Trained immunity by heat-killed M. manresensis generates epigenetic modifications (A and B) Enrichment in (A) H3K4me3 and (B) H3K27ac in TNF-α, IL-6, and IL-1β gene promoters in untrained and hkBCG- and hkMm-trained primary monocytes. Results are reported as enrichment of immunoprecipitated DNA relative to the input (n = 3, Wilcoxon matched-pairs signed-rank test, mean ± SEM). (C) Correlation between H3K4me3 and H3K27ac epigenetic modifications in TNF-α, IL-6, and IL-1β gene promoters. (Spearman’s ρ and p values are shown in the right corner of the plot). hkMm, heat-killed M. manresensis; hkBCG, heat-killed BCG.

Figure 4

Flowchart of study participants A total of 320 individuals were assessed for eligibility to participate in the study; 317 were randomized to receive Nyaditum resae (n = 214) or placebo (n = 103), and they composed the ITT sample. The PP sample was composed of 198 participants, 131 in the Nyaditum resae group and 67 in the placebo group.

Figure 5

Heat-killed M. manresensis does not protect against SARS-CoV-2 infection (A and B) Kaplan-Meier curves and patients at risk data for the time to COVID-19 infection in each treatment arm for the (A) ITT and the (B) PP population. Follow-up days truncated at 150, but there are patients with up to 175 days of follow-up.

Figure 6

Heat-killed M. manresensis does not modify the inflammatory responses of monocytes from healthy volunteers (A–E) Fold change of TNF-α, IL-6, and IL-1β after stimulating with (A) 100 ng/mL LPS, (B) 10⁶ cfu/mL hkMtb, (C) 10⁷ cfu/mL hkS. aureus, (D) 22.5 pfu/mL InSARS-CoV-2, or (E) 10^3.99 TCID₅₀/mL InSIV H1N1 (day 15/day 0). (n = 57, n = 18 Placebo, n = 39 Nyaditym resae, Wilcoxon Mann-Whitney test, boxplot shows the median, quartiles, and minimum and maximum values).
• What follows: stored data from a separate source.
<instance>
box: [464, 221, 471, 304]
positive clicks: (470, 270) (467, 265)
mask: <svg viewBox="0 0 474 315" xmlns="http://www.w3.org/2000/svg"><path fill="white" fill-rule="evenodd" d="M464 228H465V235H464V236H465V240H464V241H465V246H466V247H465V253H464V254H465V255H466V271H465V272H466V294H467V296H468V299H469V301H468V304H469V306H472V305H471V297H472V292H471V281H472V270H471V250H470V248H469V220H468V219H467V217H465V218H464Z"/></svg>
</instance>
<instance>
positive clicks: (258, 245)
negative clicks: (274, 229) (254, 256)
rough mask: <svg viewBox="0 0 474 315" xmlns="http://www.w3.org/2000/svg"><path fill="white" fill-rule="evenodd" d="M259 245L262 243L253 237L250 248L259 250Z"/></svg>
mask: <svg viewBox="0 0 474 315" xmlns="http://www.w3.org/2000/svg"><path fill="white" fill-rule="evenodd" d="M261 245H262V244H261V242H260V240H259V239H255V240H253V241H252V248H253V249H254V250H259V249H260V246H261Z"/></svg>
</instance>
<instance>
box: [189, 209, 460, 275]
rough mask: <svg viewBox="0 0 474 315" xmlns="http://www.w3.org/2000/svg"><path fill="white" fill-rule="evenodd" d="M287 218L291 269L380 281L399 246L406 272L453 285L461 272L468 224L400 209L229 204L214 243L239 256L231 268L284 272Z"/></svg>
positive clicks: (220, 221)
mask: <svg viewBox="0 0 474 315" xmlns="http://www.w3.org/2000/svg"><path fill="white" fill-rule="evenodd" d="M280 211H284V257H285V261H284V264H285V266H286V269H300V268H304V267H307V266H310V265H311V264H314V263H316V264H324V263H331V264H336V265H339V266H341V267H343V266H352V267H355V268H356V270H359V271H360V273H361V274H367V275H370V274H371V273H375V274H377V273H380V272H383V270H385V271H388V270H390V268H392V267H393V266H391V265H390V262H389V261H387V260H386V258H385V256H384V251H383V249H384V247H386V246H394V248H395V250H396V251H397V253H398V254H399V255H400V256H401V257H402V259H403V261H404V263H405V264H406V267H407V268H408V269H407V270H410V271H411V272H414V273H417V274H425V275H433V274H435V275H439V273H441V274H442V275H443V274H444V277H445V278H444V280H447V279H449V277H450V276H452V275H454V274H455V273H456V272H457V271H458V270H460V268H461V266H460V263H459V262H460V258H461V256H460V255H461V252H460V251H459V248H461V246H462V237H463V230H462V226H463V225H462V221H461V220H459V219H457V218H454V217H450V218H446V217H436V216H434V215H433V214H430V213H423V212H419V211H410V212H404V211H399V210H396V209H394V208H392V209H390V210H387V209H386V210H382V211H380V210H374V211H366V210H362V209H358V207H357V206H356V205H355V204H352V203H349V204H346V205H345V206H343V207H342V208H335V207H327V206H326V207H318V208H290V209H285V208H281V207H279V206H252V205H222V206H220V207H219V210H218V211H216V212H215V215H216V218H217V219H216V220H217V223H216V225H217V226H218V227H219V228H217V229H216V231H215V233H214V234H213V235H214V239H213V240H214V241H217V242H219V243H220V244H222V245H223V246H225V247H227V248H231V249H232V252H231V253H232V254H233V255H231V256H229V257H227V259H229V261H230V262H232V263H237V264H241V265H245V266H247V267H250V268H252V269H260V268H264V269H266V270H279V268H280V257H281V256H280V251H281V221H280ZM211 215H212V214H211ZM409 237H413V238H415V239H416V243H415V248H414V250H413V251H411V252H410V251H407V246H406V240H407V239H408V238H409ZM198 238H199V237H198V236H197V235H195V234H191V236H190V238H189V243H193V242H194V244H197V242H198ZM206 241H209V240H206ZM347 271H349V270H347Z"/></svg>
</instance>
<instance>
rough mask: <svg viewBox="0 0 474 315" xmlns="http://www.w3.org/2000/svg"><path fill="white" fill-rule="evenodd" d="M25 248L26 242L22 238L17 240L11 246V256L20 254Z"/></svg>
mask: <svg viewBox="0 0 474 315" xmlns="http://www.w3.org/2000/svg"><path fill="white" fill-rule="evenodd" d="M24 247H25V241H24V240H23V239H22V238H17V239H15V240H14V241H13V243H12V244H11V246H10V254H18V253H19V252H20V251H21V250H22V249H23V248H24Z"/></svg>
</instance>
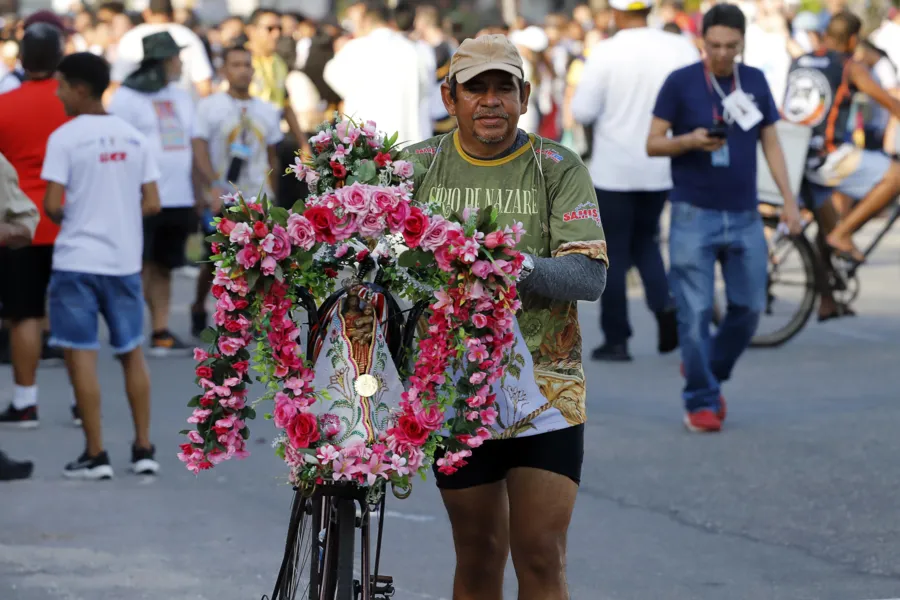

Raw data are detailed in Table S8 hkMtb, heat-killed M. tuberculosis; hkS. aureus, heat-killed S. aureus; InSARS-CoV-2, inactivated SARS-CoV-2; InSIV H1N1, inactivated SIV H1N1.

Figure 7

Heat-killed M. manresensis changes the profile of circulating immune cell populations from healthy volunteers (A–Q) Cell populations were analyzed at baseline and 15 days post-treatment administration, and the corresponding fold change (FC) was calculated. Fold change of the frequency of (A) lymphocytes, (B) B cells, (C) T cells, (D) CD8⁺ T cells, (E) CD4⁺ T cells, (F) CD4⁺CD25⁺ T cells, (G) Treg cells, (H) NK cells, (I) CD56⁺CD16⁻ NK cells, (J) CD56⁺CD16⁺ NK cells, (K) CD56⁻CD16⁺ NK cells, (L) neutrophils, (M) monocytes, (N) classical monocytes, (O) intermediate monocytes, (P) non-classical monocytes, and (Q) CD16⁻CD14⁻cells (day 15/day 0), (n = 57, n = 18 Placebo, n = 39 Nyaditym resae, Wilcoxon Mann-Whitney test, boxplot shows the median, quartiles, and minimum and maximum values). Raw data are detailed in Table S9.